The masterclass, run by three leading Plešivica winemakers Korak, Tomac and Šember, was held on Friday afternoon in the luxury Lošinj hotel Alhambra, presenting the significant uniqueness of the wine suburb of Zagreb, compared to other wine growing regions. In Plešivica are no mediocrities.
When talking of serious wineries, Plešivica holds no good winemakers without a vision. The boys from Plešivica know very well what they want, and their plan to turn the hills near Zagreb into a relevant European wine region will not be compromised with large series or average wines. All of their new wines are good to excellent (or sometimes completely lost) but never average.
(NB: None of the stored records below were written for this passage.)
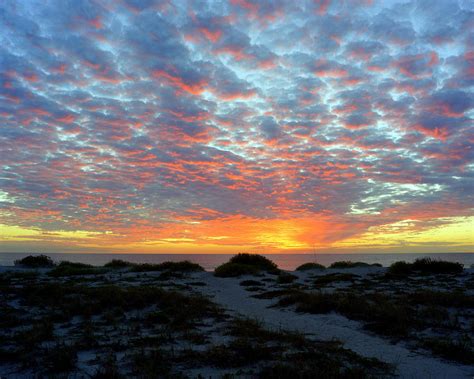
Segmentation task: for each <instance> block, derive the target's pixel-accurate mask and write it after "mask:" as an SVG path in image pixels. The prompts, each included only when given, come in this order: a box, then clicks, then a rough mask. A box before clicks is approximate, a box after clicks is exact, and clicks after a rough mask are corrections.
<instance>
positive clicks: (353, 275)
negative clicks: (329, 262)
mask: <svg viewBox="0 0 474 379" xmlns="http://www.w3.org/2000/svg"><path fill="white" fill-rule="evenodd" d="M356 278H359V275H355V274H349V273H332V274H327V275H321V276H318V277H317V278H316V279H315V280H314V284H315V285H316V286H325V285H327V284H331V283H334V282H353V281H354V280H355V279H356Z"/></svg>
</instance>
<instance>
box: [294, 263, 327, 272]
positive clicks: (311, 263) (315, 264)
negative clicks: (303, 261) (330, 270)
mask: <svg viewBox="0 0 474 379" xmlns="http://www.w3.org/2000/svg"><path fill="white" fill-rule="evenodd" d="M325 269H326V267H324V266H323V265H322V264H320V263H316V262H309V263H303V264H302V265H301V266H298V267H297V268H296V271H306V270H325Z"/></svg>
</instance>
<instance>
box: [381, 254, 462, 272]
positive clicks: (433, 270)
mask: <svg viewBox="0 0 474 379" xmlns="http://www.w3.org/2000/svg"><path fill="white" fill-rule="evenodd" d="M462 271H463V265H462V264H461V263H457V262H448V261H442V260H436V259H431V258H418V259H417V260H416V261H415V262H413V263H406V262H403V261H399V262H395V263H393V264H392V265H391V266H390V267H389V269H388V274H391V275H397V276H407V275H410V274H413V273H416V272H417V273H424V274H459V273H461V272H462Z"/></svg>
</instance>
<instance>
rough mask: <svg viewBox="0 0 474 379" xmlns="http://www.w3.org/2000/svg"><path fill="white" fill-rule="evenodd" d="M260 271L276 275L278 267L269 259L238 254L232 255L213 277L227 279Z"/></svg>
mask: <svg viewBox="0 0 474 379" xmlns="http://www.w3.org/2000/svg"><path fill="white" fill-rule="evenodd" d="M260 271H267V272H269V273H272V274H278V273H279V272H280V270H279V269H278V266H277V265H276V264H275V263H273V262H272V261H271V260H270V259H268V258H266V257H264V256H263V255H258V254H246V253H240V254H237V255H234V256H233V257H232V258H231V259H230V260H229V262H227V263H224V264H222V265H220V266H218V267H216V269H215V270H214V275H215V276H219V277H223V278H227V277H235V276H240V275H255V274H258V273H259V272H260Z"/></svg>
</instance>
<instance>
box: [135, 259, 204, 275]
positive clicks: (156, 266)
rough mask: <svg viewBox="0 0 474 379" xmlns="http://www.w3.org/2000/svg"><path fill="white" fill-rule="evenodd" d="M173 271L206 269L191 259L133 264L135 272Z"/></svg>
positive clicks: (198, 269) (201, 270)
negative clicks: (200, 265)
mask: <svg viewBox="0 0 474 379" xmlns="http://www.w3.org/2000/svg"><path fill="white" fill-rule="evenodd" d="M165 270H167V271H173V272H193V271H204V269H203V268H202V267H201V266H200V265H199V264H197V263H192V262H190V261H181V262H163V263H158V264H153V263H142V264H136V265H133V266H132V270H131V271H133V272H145V271H165Z"/></svg>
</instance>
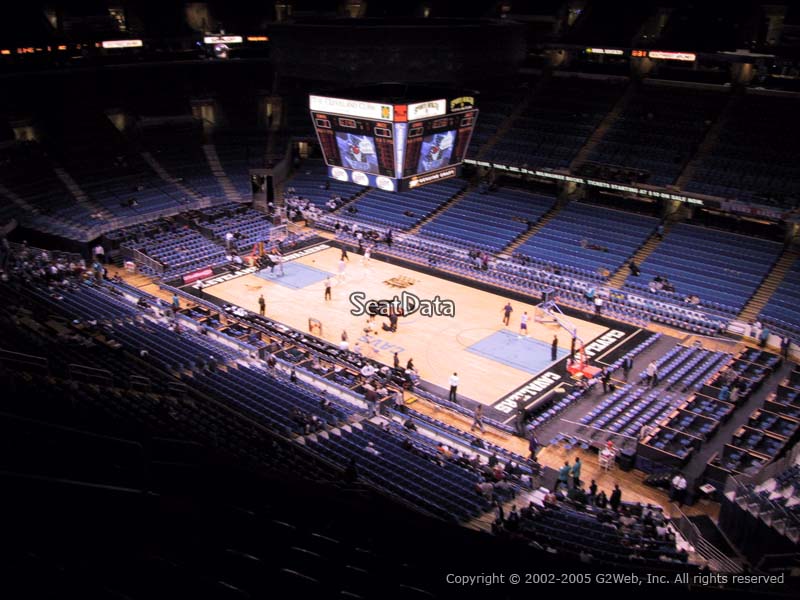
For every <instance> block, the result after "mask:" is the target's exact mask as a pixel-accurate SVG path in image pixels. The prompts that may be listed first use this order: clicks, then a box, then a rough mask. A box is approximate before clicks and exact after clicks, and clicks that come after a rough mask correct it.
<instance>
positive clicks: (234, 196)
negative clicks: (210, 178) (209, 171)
mask: <svg viewBox="0 0 800 600" xmlns="http://www.w3.org/2000/svg"><path fill="white" fill-rule="evenodd" d="M203 153H204V154H205V155H206V160H207V161H208V166H209V167H211V173H213V175H214V177H216V178H217V181H218V182H219V185H220V187H221V188H222V191H223V192H224V193H225V198H227V199H228V200H230V201H231V202H241V201H242V196H241V194H239V191H238V190H237V189H236V188H235V187H234V185H233V184H232V183H231V180H230V179H228V174H227V173H225V169H224V168H223V166H222V163H221V162H220V161H219V156H218V155H217V148H216V146H214V144H205V145H204V146H203Z"/></svg>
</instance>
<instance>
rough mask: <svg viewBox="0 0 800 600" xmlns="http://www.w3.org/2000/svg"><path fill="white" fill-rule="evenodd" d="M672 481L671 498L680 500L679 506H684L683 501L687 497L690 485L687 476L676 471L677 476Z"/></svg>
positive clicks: (679, 501)
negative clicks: (688, 481) (686, 495)
mask: <svg viewBox="0 0 800 600" xmlns="http://www.w3.org/2000/svg"><path fill="white" fill-rule="evenodd" d="M670 483H671V484H672V493H671V494H670V500H672V501H673V502H678V506H683V501H684V500H685V499H686V487H687V485H688V484H687V482H686V477H684V476H683V474H682V473H680V472H678V473H675V476H674V477H673V478H672V481H671V482H670Z"/></svg>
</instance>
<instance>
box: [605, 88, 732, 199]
mask: <svg viewBox="0 0 800 600" xmlns="http://www.w3.org/2000/svg"><path fill="white" fill-rule="evenodd" d="M726 99H727V96H726V95H725V94H723V93H721V92H708V91H701V90H693V89H688V88H677V87H675V88H673V87H670V88H666V87H664V86H655V85H642V86H640V87H637V88H636V90H635V91H634V92H633V94H632V96H631V98H630V99H629V101H628V104H627V105H626V107H625V110H623V112H622V114H621V115H620V116H619V117H618V118H617V119H616V120H615V121H614V122H613V123H612V124H611V127H610V128H609V130H608V131H607V132H606V133H605V135H604V136H603V138H602V139H601V141H600V142H599V143H598V144H597V146H595V148H594V149H593V150H592V152H591V153H590V157H591V159H592V160H593V161H597V162H601V163H609V164H614V165H623V166H625V167H633V168H637V169H642V170H645V171H649V172H650V178H649V180H648V183H651V184H653V185H658V186H666V185H670V184H672V183H674V182H675V180H676V179H677V177H678V175H679V174H680V172H681V170H682V168H683V166H684V165H685V164H686V162H687V161H688V160H689V159H690V158H691V157H692V156H693V155H694V153H695V152H696V150H697V146H698V145H699V144H700V142H701V141H702V139H703V137H704V136H705V135H706V132H707V131H708V129H709V127H710V126H711V123H712V122H713V121H714V120H716V117H717V115H718V114H719V112H720V110H721V109H722V106H723V105H724V102H725V100H726Z"/></svg>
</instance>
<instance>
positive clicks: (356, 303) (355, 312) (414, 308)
mask: <svg viewBox="0 0 800 600" xmlns="http://www.w3.org/2000/svg"><path fill="white" fill-rule="evenodd" d="M350 304H352V305H353V308H352V309H351V310H350V314H351V315H353V316H354V317H363V316H364V315H375V316H379V317H388V316H389V315H392V314H395V315H404V316H406V317H407V316H409V315H413V314H414V313H419V314H420V315H422V316H423V317H455V316H456V305H455V303H454V302H453V301H452V300H447V299H442V298H440V297H439V296H435V297H434V298H433V299H432V300H431V299H427V298H420V297H419V296H417V295H416V294H412V293H411V292H407V291H405V290H403V291H402V292H400V295H399V296H395V297H394V298H391V299H388V300H387V299H383V300H367V295H366V294H365V293H364V292H353V293H352V294H350Z"/></svg>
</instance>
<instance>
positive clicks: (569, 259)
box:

Tomac, Šember and Korak today remind of Matošević, Coronica and Kozlović, when the latter three turned Istria and Malvazija into the most vibrant and important Croatian wine scene. Only, the Plešivica wines today are significantly better than the Istrian wines from the beginning of the 2000s. No other Croatian wine area is so focused on quality and clear terroir style: the first two cases have already reached high international level, witnessed by the fact Decanter listed Tomac’s Amfora sparkling among the six most important sparkling wines for the previous year.
The masterclass began with Šember’s blanc de blanc from magnum. Next came a truly excellent Tomac Amfora 2010 still in development, taking on interesting earth tones going well with glazed citrus and dried flowers, dominant in the bouquet of this excellent sparkling.
The third wine, Korak’s Riesling 2011 dominated the masterclass along with Tomac’s sparkling. It is a phenomenal wine, whose bouquet blends kerosene and mould notes with plenty of fresh fruit. Although the wine is completely dry, the aftertaste is fruity sweet. This excellent Riesling has another fifteen good years ahead of it. Šember’s Quevry from the same year is a superior demonstration of the possibilities of Plešivica Rieslings produced in amphorae: Quevry is eccentrically rich and elegantly oily. Tomac’s Amfora 2007 (still wine) showed the liveliness of the coupage of Chardonnay and old Plešivica varieties: the 2007 Amfora is still very lively. A very good and educational wine workshop in Alhambra, positioning Plešivica in the very top of Croatian wine production, ended in the tasting of several Pinot Neros.